A tour of PyG’s data loaders

By Grant Uy and Huijian Cai as part of the Stanford CS224W course project.

Graph neural networks (GNNs) are powerful tools with broad applicability to many domains because real-world networks, like social networks, are often well modeled by graphs.

However, real-world networks tend to be massive and most useful at scale. For example, imagine Amazon’s “product co-purchasing” graph, where edges connect products (nodes) that are bought together. This is useful at Amazon’s scale for recommending or classifying products, but with millions of products, the graph size makes applying ML difficult.

Such graphs are too large to fit into GPU memory, so when implementing a GNN, we have to batch the data. While this is a simple idea in principle, deciding on how to split up the graph is surprisingly nuanced and affects downstream performance, both training time and accuracy.

PyG, built on PyTorch, is a powerful GNN library that provides several different graph data loaders, which we’ll explore in this post!

Loader basics

PyG’s loaders are built on PyTorch DataLoaders. A DataLoader is an abstraction over a dataset that enables batching.

Each PyG loader accepts a Data object, which represents a graph, as well as additional parameters that control how nodes and edges are sampled into batches.

RandomNodeLoader

The most straightforward loader is RandomNodeLoader, which randomly samples batches of nodes from the input graph. For example, given a Data object data, we can construct one like this:

from torch_geometric.loader import RandomNodeLoader

random_loader = RandomNodeLoader(data, num_parts=5, shuffle=True)

num_parts controls the batch size. This RandomNodeLoader splits the graph into 5 subgraphs by partitioning the N nodes into 5 subsets. shuffle tells PyG to pick these subsets randomly. Otherwise, the first batch would always contain the first N/5 nodes (by node ID), and so on. Generally, shuffling is good for training so that the model sees different batches for every epoch.

For example, here’s a toy graph batched with this loader:

Each node is colored based on which of the 5 batches it’s in.

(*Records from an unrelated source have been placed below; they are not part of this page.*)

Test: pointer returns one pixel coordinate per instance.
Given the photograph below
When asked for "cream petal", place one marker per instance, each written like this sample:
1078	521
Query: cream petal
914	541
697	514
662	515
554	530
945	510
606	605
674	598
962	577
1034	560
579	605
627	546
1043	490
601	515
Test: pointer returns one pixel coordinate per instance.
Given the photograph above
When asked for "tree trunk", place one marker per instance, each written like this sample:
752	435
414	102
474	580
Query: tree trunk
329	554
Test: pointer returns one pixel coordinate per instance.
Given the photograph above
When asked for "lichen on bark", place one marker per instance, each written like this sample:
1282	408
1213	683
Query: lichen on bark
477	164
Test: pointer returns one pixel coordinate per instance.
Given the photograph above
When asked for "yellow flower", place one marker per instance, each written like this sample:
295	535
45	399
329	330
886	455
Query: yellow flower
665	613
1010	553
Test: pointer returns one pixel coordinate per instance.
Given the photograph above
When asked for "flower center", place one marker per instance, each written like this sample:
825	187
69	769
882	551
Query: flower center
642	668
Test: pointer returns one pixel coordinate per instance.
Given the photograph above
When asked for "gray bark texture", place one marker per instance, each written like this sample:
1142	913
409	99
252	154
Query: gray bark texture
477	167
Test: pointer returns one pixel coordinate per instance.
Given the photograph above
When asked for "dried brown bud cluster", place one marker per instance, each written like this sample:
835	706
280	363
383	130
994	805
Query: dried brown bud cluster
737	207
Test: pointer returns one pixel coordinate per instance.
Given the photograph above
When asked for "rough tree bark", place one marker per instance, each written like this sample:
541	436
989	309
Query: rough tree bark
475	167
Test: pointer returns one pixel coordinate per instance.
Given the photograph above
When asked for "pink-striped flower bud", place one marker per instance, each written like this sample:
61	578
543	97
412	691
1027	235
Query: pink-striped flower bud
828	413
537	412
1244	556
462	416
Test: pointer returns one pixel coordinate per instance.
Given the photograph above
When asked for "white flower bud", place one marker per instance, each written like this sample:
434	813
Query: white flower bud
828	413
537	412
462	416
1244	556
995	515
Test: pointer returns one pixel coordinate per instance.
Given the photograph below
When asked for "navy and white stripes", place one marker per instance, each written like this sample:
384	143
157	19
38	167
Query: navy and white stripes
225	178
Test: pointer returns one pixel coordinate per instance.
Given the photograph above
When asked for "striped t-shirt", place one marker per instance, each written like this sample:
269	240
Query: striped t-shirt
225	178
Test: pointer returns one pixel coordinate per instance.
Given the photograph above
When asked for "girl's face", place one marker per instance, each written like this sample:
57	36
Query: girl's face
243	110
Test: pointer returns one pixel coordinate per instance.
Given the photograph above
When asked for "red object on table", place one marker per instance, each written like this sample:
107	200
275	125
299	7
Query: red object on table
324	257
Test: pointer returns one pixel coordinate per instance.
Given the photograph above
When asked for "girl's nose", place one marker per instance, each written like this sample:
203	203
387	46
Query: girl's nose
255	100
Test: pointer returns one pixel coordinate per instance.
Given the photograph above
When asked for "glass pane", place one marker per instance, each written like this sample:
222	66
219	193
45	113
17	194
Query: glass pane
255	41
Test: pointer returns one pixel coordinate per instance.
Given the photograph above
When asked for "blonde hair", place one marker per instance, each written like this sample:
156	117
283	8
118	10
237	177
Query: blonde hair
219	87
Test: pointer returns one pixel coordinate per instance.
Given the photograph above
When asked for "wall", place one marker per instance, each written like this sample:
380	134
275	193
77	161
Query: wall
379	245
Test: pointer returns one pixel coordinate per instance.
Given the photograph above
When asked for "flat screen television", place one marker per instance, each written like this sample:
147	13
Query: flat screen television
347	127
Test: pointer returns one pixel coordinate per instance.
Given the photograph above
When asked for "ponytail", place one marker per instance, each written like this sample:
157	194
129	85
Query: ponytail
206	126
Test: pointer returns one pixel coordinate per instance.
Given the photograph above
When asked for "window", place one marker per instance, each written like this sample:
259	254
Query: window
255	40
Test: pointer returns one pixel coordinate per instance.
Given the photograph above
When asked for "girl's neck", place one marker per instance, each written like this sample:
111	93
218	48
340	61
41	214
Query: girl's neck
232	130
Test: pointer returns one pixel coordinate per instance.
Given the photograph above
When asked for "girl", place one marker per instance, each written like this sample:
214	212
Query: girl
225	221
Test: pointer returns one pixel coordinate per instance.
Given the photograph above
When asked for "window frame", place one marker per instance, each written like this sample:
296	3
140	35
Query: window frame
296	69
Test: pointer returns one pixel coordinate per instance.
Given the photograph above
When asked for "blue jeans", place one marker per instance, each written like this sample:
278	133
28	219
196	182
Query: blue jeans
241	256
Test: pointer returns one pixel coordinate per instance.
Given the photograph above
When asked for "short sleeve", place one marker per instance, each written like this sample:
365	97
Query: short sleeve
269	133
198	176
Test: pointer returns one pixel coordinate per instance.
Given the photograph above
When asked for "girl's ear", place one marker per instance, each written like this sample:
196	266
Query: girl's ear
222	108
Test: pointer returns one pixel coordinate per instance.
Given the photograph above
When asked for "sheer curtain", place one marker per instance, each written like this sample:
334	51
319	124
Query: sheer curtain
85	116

Notice that the subgraphs tend to be disconnected since the partitioning was random. While RandomNodeLoader is a useful introduction, we’ll see that more cleverly dividing up the graph can improve performance!

This Colab contains a simple library we built to generate and visualize batches in toy graphs if you want to play around with these loaders! We used it for all of the visualizations in this post.

Retrieving batches

Given a loader, we can retrieve the batches by iterating through it, like for PyTorch DataLoaders. In a training loop, this might look like:

for batch in random_loader:
  # "batch" is another Data instance representing the subgraph

  # ...

  # if the original Data had properties like "x" and "edge_index",
  # batch will have relevant slices of them:
  out = model(batch.x, batch.edge_index)

  # ...

len(random_loader) returns the total number of batches, and the batch indices can be retrieved in a loop via enumerate(random_loader).

Data splits

In practice, the graph is usually partitioned into training, validation, and test sets. To handle this, we typically stash train_mask, val_mask, and test_mask attributes in the original Data , and then those masks will be propagated to the batches.

For example, PyG’s RandomNodeSplit transform can be used to add these masks to the Data before passing it to the loader. (See PyG’s documentation for details, which are beyond the scope of this post!)

Using this method, each batch will contain a mix of train, validation, and test nodes. Here’s one batch from above:

The red batch is itself split into training (same red as above), validation (dark red), and test (light red).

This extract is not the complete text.